Officials bolster security, but not threat warning

"Consistent stream of intelligence" shows terrorists want to disrupt November elections, Homeland Security says.

Homeland Security Secretary Tom Ridge said Thursday that intelligence reports continued to indicate that the al Qaeda organization may launch a terrorist attack aimed at disrupting the November elections.

"This is sobering information about those who wish to do us harm," Ridge said at a news conference.

Federal officials have no specific information about where and when an attack could take place, Ridge said. The nation's threat level will remain at yellow, or "elevated," for now, but federal officials are implementing heightened security measures, he said.

FBI Director Robert Mueller and Homeland Security Undersecretary Asa Hutchinson briefed House members Wednesday about efforts to bolster security for this summer's political conventions, but Hutchinson said there is no need to raise the nation's threat level.
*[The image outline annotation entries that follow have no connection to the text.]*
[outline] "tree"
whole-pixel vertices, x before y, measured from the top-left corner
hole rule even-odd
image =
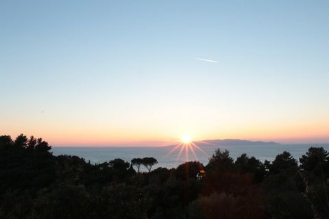
[[[113,169],[119,171],[125,171],[130,166],[128,162],[126,162],[120,158],[117,158],[111,160],[109,162],[109,166]]]
[[[16,138],[14,144],[18,147],[26,147],[27,145],[27,138],[23,134],[21,134]]]
[[[228,170],[232,168],[233,159],[230,157],[230,152],[228,150],[224,151],[220,149],[215,151],[215,154],[209,159],[207,168],[216,168],[219,170]]]
[[[306,154],[300,158],[301,168],[316,175],[329,170],[329,153],[323,147],[310,147]]]
[[[27,148],[29,149],[30,150],[34,150],[35,146],[36,145],[36,139],[32,136],[29,138],[29,141],[27,142]]]
[[[12,138],[10,136],[0,136],[0,146],[10,144],[12,143]]]
[[[140,172],[141,165],[143,164],[143,159],[141,158],[134,158],[132,159],[132,166],[135,166],[137,168],[137,172]]]
[[[241,173],[252,173],[254,182],[261,182],[266,174],[264,165],[254,157],[249,157],[245,153],[236,158],[235,164]]]
[[[142,164],[146,167],[146,168],[149,170],[149,172],[151,172],[152,166],[158,164],[158,161],[154,157],[144,157],[143,158],[142,161]]]
[[[35,146],[35,149],[36,149],[36,151],[38,151],[38,152],[46,152],[46,151],[48,151],[50,149],[51,149],[51,146],[48,144],[48,142],[42,141],[42,139],[41,138],[38,138],[36,142],[37,142],[37,143]]]
[[[293,157],[290,153],[284,151],[276,155],[276,159],[269,166],[270,173],[277,174],[280,171],[287,171],[289,170],[297,170],[297,161]]]

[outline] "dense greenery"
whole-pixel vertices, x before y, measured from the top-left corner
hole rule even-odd
[[[287,151],[261,162],[218,149],[205,166],[154,170],[152,157],[92,164],[50,149],[41,138],[0,136],[0,218],[329,218],[323,148],[299,164]]]

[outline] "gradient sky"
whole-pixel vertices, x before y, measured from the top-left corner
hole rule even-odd
[[[329,142],[328,1],[1,1],[0,134]]]

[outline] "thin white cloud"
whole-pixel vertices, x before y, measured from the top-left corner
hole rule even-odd
[[[217,63],[218,62],[217,61],[215,61],[215,60],[200,59],[200,58],[198,58],[198,57],[195,57],[194,59],[197,60],[205,61],[205,62],[213,62],[213,63]]]

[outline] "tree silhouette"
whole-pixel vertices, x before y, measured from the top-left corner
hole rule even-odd
[[[18,147],[26,147],[27,146],[27,138],[21,134],[16,138],[14,145]]]
[[[158,161],[154,157],[144,157],[142,159],[143,165],[144,165],[146,168],[149,170],[149,172],[151,172],[152,166],[158,164]]]
[[[132,164],[137,168],[137,172],[140,172],[141,165],[143,164],[143,159],[134,158],[132,159]]]

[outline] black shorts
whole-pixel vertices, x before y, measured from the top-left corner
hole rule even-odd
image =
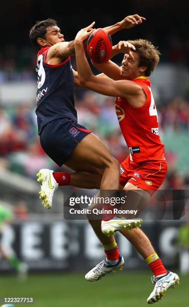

"There is a consistent stream of intelligence reporting that shows [terrorist groups] want to attack the United States," said a Homeland Security spokesman. "We remain concerned about the threat during this increased period of risk."

The spokesman said the briefing was scheduled to update Congress on current threats and the department's efforts to strengthen security before the political conventions in Boston at the end of July and New York City in late August and early September.

House Homeland Security Committee Chairman Christopher Cox, R-Calif., who also attended the briefing, said a "steady drumbeat" of intelligence data shows the "terrorist threat has not abated."